Learning how to use the Network Analysis object
One of the most unique objects in SAS Visual Analytics might be the Network Analysis object, which is included with the base SAS Visual Analytics license.
Here you can display and dig into networks, how to customers relate to agents, who is my company internally structure, how are goods flowing through a system. But using the object was never straight forward to me, so lets explore it together.
Note: we will be jumping into SAS Studio from time to time to create data which we will use in our exploration - these will be highlighted through Stop Studio Time.
As always the basis for my learning is of course the SAS Documentation which I recommend you also check out.
You can find the SAS code for this blog post here and if you want to import the SAS Visual Analytics report using SAS Environment Manager, you can find the JSON for that here.
There is also an interactive audio visual experience that you can check out over here.
Intro
The Network Analysis object visualizes relationships between data values through interconnected nodes. Two types of network analyses can be created: Hierarchical, which organizes data using a hierarchy, and Ungrouped, which establishes connections between a source and target data item.
You can find the Network Analysis object in the Objects pane in the category Analytics. When you drag and drop this object into a report the default network structure is Ungrouped, because of that we will also start of our journey with the ungrouped network.

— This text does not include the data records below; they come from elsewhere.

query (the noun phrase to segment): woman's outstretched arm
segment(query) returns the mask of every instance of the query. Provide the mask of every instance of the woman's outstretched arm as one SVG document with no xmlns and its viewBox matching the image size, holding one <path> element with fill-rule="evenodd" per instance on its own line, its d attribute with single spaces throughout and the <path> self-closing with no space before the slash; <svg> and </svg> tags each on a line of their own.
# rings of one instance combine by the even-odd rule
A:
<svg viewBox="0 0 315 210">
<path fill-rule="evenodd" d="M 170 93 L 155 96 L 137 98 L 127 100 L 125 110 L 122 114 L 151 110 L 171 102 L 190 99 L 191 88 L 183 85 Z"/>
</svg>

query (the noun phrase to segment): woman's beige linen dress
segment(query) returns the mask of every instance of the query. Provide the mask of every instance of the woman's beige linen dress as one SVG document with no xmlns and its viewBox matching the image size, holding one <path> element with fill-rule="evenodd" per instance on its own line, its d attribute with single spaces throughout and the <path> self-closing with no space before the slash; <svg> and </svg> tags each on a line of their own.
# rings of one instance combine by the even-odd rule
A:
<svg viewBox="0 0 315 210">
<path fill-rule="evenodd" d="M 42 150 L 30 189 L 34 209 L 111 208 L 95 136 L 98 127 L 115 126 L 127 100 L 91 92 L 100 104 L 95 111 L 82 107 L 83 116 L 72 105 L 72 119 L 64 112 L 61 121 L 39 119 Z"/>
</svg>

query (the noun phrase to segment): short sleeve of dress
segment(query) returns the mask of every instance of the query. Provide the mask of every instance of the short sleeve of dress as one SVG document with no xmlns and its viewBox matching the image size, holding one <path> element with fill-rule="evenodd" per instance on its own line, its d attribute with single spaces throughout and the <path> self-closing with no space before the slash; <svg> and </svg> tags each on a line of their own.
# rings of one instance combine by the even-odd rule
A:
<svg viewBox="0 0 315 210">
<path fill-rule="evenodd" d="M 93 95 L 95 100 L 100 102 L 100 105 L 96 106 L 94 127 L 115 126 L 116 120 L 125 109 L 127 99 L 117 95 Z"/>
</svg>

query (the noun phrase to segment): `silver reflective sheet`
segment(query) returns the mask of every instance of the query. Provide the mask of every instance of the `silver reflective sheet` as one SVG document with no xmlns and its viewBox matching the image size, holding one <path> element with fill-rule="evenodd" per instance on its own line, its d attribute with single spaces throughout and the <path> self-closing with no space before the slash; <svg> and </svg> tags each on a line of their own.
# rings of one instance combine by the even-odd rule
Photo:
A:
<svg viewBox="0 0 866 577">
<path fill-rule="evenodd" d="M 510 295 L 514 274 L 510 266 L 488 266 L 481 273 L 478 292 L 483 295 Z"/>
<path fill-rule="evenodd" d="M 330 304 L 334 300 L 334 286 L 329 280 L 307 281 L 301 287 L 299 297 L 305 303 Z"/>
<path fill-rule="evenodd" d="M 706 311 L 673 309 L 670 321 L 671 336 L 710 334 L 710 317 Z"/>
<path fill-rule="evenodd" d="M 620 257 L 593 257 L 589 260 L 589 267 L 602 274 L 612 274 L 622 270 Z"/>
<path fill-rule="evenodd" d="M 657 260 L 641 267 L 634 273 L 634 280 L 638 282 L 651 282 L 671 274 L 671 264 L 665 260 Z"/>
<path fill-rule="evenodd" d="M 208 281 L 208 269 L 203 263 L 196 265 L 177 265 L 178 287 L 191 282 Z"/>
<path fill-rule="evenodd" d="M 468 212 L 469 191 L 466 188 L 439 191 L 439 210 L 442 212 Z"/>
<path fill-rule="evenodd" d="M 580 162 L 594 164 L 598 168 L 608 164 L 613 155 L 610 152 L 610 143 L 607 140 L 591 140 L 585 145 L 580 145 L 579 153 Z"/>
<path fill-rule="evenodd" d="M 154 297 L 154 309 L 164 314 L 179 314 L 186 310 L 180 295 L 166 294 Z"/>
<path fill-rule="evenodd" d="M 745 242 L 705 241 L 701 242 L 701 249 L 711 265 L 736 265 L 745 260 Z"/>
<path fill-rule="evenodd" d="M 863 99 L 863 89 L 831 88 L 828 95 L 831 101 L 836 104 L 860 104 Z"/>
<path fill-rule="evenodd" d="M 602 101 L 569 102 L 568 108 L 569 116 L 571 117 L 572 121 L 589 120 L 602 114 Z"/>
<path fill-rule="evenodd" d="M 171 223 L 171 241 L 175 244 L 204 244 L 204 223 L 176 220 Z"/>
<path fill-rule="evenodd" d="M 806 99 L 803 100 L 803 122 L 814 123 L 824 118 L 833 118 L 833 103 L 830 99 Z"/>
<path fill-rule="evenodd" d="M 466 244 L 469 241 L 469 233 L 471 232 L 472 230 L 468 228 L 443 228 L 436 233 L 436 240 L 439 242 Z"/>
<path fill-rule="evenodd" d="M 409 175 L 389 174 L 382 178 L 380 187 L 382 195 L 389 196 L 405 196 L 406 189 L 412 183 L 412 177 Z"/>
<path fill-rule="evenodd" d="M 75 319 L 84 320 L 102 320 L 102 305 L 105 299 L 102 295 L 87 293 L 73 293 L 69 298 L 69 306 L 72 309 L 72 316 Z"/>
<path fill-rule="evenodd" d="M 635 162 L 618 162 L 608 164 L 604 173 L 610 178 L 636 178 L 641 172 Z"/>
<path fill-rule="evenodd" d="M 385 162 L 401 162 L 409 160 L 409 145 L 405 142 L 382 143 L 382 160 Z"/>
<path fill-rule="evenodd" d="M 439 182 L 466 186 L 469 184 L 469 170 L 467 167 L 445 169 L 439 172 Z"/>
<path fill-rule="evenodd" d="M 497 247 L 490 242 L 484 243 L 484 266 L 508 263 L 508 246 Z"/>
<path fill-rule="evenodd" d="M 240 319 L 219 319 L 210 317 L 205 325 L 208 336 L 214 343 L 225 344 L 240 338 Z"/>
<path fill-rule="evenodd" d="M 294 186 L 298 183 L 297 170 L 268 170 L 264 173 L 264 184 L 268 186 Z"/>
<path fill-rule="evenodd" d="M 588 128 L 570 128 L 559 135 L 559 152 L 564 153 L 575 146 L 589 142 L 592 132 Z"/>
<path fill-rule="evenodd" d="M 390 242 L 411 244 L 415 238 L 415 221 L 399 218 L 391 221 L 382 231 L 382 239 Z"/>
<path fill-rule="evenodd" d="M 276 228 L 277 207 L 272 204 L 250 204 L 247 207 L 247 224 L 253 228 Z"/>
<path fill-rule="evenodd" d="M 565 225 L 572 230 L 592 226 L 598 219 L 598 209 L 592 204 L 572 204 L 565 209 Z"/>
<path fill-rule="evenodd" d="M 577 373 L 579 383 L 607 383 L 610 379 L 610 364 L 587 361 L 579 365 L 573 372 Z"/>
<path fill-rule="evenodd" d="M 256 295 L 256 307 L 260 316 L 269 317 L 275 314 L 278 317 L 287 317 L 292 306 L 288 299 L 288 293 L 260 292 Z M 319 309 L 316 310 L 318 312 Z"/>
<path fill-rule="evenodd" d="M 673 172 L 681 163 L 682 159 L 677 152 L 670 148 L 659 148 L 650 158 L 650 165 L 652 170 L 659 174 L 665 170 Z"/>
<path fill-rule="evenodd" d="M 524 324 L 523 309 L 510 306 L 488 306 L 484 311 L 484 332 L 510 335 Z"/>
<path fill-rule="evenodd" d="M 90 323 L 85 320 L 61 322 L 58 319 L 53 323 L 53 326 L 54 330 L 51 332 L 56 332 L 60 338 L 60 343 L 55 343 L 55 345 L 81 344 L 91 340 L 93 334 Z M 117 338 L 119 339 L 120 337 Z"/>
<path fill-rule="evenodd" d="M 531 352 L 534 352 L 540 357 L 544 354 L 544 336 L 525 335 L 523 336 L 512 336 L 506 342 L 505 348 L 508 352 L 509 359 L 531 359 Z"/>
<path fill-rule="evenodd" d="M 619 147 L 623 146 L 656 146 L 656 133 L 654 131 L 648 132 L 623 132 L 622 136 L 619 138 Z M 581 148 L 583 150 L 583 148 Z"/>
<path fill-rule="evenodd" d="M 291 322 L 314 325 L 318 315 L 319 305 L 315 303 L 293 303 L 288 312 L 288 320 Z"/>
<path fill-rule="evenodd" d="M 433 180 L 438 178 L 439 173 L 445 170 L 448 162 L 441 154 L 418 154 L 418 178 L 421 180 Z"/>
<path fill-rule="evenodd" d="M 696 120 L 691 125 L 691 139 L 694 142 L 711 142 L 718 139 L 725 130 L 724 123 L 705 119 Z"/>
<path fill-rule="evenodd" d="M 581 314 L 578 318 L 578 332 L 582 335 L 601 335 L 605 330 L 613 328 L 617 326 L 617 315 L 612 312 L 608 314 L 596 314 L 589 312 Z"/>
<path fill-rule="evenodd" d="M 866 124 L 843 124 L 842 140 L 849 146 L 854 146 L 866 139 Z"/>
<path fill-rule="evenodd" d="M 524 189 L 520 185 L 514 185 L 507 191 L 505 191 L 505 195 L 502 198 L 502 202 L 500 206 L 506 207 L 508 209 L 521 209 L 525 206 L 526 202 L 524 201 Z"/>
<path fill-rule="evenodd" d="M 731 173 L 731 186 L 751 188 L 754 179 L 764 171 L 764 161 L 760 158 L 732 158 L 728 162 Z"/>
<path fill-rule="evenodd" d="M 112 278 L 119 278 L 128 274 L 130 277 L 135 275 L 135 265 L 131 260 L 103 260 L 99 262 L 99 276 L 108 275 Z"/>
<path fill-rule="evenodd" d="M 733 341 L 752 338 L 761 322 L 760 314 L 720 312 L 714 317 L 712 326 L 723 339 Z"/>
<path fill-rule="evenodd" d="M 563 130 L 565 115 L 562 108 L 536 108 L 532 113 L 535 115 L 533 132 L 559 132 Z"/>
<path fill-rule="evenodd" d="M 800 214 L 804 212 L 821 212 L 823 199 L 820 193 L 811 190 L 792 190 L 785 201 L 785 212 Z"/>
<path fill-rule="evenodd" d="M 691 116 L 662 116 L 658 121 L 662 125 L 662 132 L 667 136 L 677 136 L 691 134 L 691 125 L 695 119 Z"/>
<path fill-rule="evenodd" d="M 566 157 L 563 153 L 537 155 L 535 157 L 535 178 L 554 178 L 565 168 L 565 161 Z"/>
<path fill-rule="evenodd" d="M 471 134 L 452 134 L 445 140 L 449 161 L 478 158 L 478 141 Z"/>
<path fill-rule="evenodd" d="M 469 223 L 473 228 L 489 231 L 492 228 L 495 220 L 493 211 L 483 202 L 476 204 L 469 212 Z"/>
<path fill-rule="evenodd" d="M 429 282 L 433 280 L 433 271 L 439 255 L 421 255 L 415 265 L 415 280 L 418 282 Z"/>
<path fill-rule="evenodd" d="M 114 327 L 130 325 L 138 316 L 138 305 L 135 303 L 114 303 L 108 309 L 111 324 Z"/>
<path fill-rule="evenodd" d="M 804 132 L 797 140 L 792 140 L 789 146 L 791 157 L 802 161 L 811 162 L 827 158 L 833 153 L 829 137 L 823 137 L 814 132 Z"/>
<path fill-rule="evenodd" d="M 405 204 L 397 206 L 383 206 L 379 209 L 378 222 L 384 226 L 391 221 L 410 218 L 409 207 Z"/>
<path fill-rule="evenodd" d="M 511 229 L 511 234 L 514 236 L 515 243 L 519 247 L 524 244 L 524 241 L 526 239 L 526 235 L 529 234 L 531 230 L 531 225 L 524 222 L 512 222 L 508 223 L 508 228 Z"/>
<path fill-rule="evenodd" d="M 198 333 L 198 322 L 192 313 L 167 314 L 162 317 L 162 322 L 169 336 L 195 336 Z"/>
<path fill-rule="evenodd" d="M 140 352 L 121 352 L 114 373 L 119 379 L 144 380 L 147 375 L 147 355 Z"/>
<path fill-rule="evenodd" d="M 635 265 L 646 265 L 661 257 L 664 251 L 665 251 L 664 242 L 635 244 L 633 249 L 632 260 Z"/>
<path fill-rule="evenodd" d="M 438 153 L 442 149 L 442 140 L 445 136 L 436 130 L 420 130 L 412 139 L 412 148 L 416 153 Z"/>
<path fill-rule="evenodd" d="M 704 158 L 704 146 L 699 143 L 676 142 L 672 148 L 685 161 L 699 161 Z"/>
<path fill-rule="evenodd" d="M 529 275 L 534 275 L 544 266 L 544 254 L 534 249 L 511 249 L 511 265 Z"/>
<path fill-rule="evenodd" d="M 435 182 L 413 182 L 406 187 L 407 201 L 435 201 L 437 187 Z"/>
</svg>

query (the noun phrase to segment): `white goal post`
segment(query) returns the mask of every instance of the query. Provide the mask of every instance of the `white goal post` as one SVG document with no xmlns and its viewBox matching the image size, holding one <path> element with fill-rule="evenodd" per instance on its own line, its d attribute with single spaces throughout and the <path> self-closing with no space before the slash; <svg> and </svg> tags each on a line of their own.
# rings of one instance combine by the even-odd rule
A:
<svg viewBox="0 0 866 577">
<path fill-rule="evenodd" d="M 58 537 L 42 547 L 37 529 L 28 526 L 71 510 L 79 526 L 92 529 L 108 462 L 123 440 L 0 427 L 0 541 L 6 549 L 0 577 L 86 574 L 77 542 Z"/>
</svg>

Note: a lot of the Options and Roles are shared between both the Ungrouped and the Hierarchical networks, so they will only be explained in the Ungrouped chapter.
Ungrouped
The ungrouped network structure can help us visualize structures within our data of which we currently are unsure how they relate or group together. The Network Analysis object with the ungrouped network structure requires only two data items. The two data items have to be classified as Category and have to have the same data type, i.e. both numeric or both character. The two required items are Source and Target. The Source contains the data for all of the nodes that will be displayed in the network. The Target contains the data to create the links between nodes.
Before we actually go and build our first network let us consider the previous paragraph with the simplest possible network. This network has just two nodes A and B and they are connected by a link:
Now how this network look like if we translate it into a table - First we would need our Source column which contains two entries A and B, next we need a second column Target that contains the link between A and B, please note I left how the link type on purpose here as it is a concept we will tackle later on. So to make it easy on ourselves we can just enter B and A into the column to get the final table:
Source | Target |
---|---|
A | B |
B | A |
Now we could assign the Source column as our Source data item and analogous for the Target, to get the above network, but that isn't really that interesting now is it? So let's get into some more interesting data.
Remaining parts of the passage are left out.